Le telecamere comunali la ripresero per l’ultima volta camminare con la figlia per le vie della città, poi il silenzio.

Quello che resta del corpo di Lea è stato trovato nel quartiere San Fruttuoso a Monza: qui è stato dato alle fiamme per tre giorni.

Leggeva molto. Era sempre molto lucida nei suoi ragionamenti.
Più di ogni altra cosa amava sua figlia.

Il suo unico pensiero, era quello che la figlia studiasse perché sapeva che solo la scuola ti può far alzare la testa e dire di no.

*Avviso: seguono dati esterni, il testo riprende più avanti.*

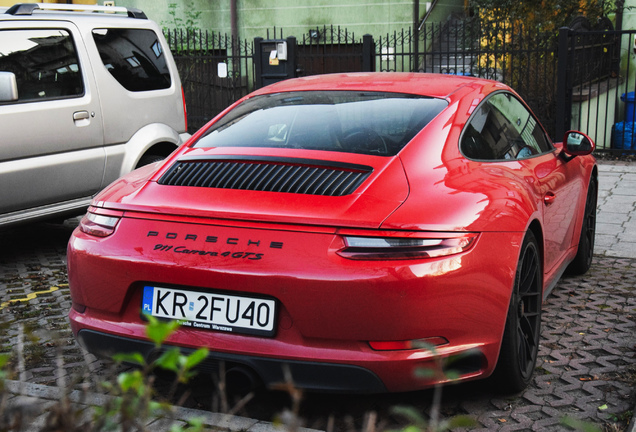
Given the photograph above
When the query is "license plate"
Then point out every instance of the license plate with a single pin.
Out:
(211, 311)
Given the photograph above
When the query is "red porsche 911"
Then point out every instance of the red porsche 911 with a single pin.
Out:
(349, 228)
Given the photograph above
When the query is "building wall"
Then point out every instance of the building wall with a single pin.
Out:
(295, 17)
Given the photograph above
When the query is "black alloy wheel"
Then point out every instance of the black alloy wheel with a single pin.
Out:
(520, 343)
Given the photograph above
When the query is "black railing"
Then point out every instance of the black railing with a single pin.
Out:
(215, 71)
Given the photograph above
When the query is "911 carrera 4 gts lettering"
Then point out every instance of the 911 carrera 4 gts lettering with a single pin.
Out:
(215, 239)
(184, 250)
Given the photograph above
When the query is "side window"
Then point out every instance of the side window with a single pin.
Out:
(502, 128)
(44, 62)
(134, 57)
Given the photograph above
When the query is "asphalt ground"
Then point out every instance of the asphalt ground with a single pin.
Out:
(586, 368)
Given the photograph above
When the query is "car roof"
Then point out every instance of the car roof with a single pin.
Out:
(424, 84)
(55, 11)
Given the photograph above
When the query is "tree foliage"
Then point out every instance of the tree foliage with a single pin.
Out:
(544, 15)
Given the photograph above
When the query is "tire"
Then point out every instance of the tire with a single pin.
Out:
(148, 159)
(583, 259)
(520, 342)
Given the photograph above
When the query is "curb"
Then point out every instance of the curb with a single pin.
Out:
(33, 400)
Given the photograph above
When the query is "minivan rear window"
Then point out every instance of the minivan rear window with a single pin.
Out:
(134, 57)
(44, 62)
(374, 123)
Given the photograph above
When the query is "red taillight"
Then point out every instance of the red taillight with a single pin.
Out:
(392, 248)
(426, 343)
(99, 225)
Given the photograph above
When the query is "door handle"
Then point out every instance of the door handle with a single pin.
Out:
(549, 198)
(80, 115)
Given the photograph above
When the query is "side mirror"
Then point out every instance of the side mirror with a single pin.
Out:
(576, 143)
(8, 87)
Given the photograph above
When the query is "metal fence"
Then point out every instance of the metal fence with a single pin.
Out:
(198, 56)
(596, 87)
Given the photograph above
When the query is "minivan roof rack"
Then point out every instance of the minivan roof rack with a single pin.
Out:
(28, 8)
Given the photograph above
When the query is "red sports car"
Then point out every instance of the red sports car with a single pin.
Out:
(353, 227)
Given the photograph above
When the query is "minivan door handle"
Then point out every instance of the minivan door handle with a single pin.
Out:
(80, 115)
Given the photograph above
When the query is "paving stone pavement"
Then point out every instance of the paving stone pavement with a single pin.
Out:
(586, 368)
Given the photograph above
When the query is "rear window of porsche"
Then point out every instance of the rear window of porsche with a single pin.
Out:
(374, 123)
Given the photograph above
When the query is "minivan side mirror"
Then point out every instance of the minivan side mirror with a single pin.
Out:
(576, 143)
(8, 87)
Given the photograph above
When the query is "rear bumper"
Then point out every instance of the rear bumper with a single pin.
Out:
(313, 376)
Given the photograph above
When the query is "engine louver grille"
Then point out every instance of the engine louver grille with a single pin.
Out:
(268, 175)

Mi ripeteva spesso, ‘fatela studiare’. E così Denise ha fatto”.

Poco dopo l’omicidio inizia il processo: Denise testimonia contro il padre e la sua famiglia.

In aula non è sola: tanti ragazzi di Italia non mancano a una sola udienza. Lì in Tribunale sono pronta a supportarla:

“Per assistere al processo arrivavano pullman di studenti da altre regioni”, ricorda Enza Rando. Che poi conclude: “Solo dopo la sentenza di condanna Denise si è avvicinata e ha detto:
‘Ora possiamo fare il funerale.
Voglio che venga fatto a Milano'”.

Il 19 ottobre del 2013, piazza Beccaria a Milano era affollatissima.

I funerali sono stati organizzati con il supporto dell’allora sindaco di Milano Giuliano Pisapia e con l’associazione Libera.

Il palco per la cerimonia è allestito con corone di fiori e bandiere con la scritta “vedo, sento, parlo”.

Ai presenti sono stati distribuiti mazzi di fiori e un segnalibro con una foto di Lea Garofalo e la frase “In ricordo di Lea, la mia giovane mamma uccisa per il suo coraggio” a firma di Denise, la figlia di Lea.

A invitare tutti in piazza è stata Denise perché “la mia cara mamma,
ha avuto il coraggio di ribellarsi alla cultura della mafia, la forza di non piegarsi alla rassegnazione e all’indifferenza.

Il suo funerale pubblico è un segno di vicinanza non solo a lei, ma a tutte le donne e gli uomini che hanno rischiato e continuano a mettersi in gioco per i propri valori, per la propria dignità e per la giustizia di tutti”.

Altre donne vedendo quelle immagini hanno deciso di ribellarsi alla ‘ndrangheta.

Tutti ora la ricordano, perché come diceva lei: “Di me si parlerà quando non ci sarò più”.